When Jesus healed someone, he healed them and he also performed a symbolic, subversive act, overturning the dominant paradigm. So in our day how can we act and move, practically and symbolically, to proclaim the true reign of peace that is already come into being and yet is not forcing its way upon people. How can we establish outposts of compassion in an indifferent world?

Where is Jesus?

Advent is a season of expectation, of joyous anticipation, and of preparation, for the coming of Jesus. Who are we expecting? The divine Son of Man? The human hero the Son of God? Where do we expect to meet him? How will we greet him? Will he come to us as conquering hero, freeing us from oppression and anxiety? Will he come to us as Savior, suffering servant and healer? We have our expectations of who the Christ will be and how we will see him.

Where is Jesus? Do we see him in creation? In the midst of our families and friends?  Do we find him in solitude?
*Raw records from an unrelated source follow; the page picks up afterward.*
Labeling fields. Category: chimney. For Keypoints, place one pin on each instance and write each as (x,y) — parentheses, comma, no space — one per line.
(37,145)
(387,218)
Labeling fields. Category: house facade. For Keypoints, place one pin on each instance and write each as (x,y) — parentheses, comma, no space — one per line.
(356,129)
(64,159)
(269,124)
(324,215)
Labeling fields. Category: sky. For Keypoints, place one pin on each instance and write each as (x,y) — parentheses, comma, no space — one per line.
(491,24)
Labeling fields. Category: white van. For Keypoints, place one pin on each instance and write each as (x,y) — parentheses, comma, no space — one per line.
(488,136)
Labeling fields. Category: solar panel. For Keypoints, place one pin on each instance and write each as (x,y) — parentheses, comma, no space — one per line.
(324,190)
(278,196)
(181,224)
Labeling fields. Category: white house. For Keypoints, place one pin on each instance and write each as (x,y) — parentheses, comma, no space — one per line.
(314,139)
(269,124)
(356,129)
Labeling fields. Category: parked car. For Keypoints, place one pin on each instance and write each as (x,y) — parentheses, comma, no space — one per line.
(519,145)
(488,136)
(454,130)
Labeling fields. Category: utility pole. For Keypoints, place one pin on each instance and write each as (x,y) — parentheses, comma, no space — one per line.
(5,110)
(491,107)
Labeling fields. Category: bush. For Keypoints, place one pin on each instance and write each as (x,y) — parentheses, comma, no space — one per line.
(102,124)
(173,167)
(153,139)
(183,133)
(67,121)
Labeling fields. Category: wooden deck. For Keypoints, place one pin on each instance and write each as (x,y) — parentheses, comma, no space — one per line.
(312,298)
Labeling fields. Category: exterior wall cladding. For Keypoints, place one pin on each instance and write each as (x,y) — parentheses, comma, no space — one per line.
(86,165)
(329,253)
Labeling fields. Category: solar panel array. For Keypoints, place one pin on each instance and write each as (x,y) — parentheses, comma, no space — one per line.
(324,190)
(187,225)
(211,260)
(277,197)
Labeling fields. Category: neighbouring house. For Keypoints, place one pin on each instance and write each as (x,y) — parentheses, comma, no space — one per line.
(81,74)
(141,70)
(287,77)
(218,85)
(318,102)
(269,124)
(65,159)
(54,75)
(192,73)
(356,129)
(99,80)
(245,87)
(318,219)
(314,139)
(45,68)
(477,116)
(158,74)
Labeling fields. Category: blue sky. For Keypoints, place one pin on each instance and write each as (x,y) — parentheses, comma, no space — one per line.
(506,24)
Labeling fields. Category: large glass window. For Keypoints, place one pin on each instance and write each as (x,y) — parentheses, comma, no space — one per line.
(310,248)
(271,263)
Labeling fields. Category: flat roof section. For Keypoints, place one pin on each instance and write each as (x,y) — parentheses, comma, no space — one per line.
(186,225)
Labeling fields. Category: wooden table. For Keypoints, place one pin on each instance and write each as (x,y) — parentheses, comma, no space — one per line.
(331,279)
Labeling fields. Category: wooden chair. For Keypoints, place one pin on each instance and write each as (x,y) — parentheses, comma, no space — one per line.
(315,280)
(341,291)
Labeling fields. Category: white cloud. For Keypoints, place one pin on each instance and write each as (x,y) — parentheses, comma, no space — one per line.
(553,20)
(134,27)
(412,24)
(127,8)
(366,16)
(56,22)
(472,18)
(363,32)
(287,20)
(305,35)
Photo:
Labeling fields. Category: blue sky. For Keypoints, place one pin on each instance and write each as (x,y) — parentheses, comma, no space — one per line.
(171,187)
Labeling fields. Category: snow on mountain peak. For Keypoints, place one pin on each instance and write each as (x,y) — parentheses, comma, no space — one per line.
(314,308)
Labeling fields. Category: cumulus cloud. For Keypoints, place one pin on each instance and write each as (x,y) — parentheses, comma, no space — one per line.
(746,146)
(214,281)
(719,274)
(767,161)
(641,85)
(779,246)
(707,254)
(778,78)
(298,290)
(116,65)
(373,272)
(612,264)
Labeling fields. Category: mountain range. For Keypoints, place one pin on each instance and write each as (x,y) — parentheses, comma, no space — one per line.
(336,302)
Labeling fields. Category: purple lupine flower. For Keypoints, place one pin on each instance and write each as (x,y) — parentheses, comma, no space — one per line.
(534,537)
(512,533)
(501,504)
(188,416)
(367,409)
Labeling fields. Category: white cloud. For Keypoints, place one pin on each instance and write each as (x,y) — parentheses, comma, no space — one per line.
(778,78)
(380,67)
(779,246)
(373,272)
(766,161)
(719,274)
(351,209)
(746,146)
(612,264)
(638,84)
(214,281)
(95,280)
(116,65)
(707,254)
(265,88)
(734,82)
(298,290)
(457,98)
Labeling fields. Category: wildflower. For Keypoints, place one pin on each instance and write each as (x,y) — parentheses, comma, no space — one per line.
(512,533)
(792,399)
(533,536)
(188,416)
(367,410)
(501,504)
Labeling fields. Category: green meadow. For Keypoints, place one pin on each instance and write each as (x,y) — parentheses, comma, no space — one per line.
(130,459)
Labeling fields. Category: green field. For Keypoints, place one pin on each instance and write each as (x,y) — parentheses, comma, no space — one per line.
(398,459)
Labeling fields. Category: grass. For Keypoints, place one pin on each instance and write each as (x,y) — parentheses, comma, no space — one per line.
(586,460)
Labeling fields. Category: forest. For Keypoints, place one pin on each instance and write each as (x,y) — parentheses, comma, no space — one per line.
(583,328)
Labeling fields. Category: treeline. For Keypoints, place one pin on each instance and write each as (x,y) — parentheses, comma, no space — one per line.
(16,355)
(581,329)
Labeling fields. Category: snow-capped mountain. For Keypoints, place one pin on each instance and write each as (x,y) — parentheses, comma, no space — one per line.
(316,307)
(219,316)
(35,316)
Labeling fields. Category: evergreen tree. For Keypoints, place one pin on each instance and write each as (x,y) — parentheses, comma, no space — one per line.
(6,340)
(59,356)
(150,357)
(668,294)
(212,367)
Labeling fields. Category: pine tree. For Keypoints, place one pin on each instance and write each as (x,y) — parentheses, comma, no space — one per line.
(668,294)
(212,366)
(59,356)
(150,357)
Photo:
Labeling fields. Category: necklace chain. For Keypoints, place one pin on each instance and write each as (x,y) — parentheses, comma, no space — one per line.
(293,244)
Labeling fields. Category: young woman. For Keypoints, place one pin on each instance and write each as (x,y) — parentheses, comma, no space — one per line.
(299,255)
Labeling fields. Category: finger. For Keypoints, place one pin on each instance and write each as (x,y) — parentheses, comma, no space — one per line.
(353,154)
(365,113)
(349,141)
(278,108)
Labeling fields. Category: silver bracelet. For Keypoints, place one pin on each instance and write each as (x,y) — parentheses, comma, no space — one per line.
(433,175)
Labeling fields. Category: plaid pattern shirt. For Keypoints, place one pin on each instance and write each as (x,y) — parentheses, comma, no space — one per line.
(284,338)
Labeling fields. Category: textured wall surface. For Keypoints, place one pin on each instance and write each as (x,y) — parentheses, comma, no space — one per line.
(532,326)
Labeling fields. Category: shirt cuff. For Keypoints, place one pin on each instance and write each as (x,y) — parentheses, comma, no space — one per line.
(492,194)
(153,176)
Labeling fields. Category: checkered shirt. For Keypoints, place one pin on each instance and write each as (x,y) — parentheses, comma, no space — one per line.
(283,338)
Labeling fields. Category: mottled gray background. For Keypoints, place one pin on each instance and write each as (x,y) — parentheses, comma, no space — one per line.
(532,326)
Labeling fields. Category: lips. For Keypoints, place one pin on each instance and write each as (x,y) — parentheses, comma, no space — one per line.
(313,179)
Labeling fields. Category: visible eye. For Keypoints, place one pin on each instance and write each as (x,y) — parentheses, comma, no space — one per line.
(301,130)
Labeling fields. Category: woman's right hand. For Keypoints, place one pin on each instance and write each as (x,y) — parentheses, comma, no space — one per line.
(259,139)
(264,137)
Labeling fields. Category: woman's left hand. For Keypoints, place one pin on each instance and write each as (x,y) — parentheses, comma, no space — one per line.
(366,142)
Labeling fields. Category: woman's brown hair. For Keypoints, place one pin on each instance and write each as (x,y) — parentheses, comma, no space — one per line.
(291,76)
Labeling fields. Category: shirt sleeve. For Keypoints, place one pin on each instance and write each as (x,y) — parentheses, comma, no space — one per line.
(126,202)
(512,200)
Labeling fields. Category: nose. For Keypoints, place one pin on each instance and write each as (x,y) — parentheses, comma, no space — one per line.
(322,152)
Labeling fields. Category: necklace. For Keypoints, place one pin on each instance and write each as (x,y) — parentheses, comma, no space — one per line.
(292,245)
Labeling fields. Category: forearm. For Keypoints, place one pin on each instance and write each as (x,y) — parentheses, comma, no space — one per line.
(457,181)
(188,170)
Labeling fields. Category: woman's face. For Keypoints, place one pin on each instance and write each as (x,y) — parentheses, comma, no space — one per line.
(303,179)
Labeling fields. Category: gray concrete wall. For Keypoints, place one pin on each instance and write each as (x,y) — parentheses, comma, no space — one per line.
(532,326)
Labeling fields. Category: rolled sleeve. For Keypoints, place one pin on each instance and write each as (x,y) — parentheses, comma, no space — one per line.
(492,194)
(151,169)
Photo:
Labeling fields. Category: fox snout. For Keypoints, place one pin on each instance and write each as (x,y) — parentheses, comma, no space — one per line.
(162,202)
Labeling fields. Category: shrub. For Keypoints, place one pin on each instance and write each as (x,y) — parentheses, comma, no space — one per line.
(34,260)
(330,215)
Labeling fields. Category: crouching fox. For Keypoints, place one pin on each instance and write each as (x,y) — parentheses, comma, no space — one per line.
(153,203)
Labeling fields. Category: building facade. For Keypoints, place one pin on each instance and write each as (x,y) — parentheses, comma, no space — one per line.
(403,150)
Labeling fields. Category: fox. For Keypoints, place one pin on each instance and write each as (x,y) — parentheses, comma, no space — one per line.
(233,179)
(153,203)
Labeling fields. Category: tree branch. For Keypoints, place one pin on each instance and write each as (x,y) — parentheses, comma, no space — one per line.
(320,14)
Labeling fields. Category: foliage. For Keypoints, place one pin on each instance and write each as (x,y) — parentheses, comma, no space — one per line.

Do we see him at work in the world?

How do we imagine him coming to us? As an infant? A judge?

Andrew was by the lakeside, when John the Baptist pointed out a man walking nearby. Behold, the Lamb of God: and Andrew went and found his brother and said, “We have found the Christ.”

In the next four weeks as we prepare our hearts to make him room, let us explore together where we find Jesus - and where Jesus finds us.

The season of Advent, and this course, begins the Sunday after Thanksgiving.

Spiritual Formation 9am Sundays in St Andrew’s parish hall. November 27 and December 4, 11, 18, 2016. Come join us for all or any of the sessions.

(Announcement for an adult spiritual formation course at St. Andrew's Episcopal Church, Tucson.)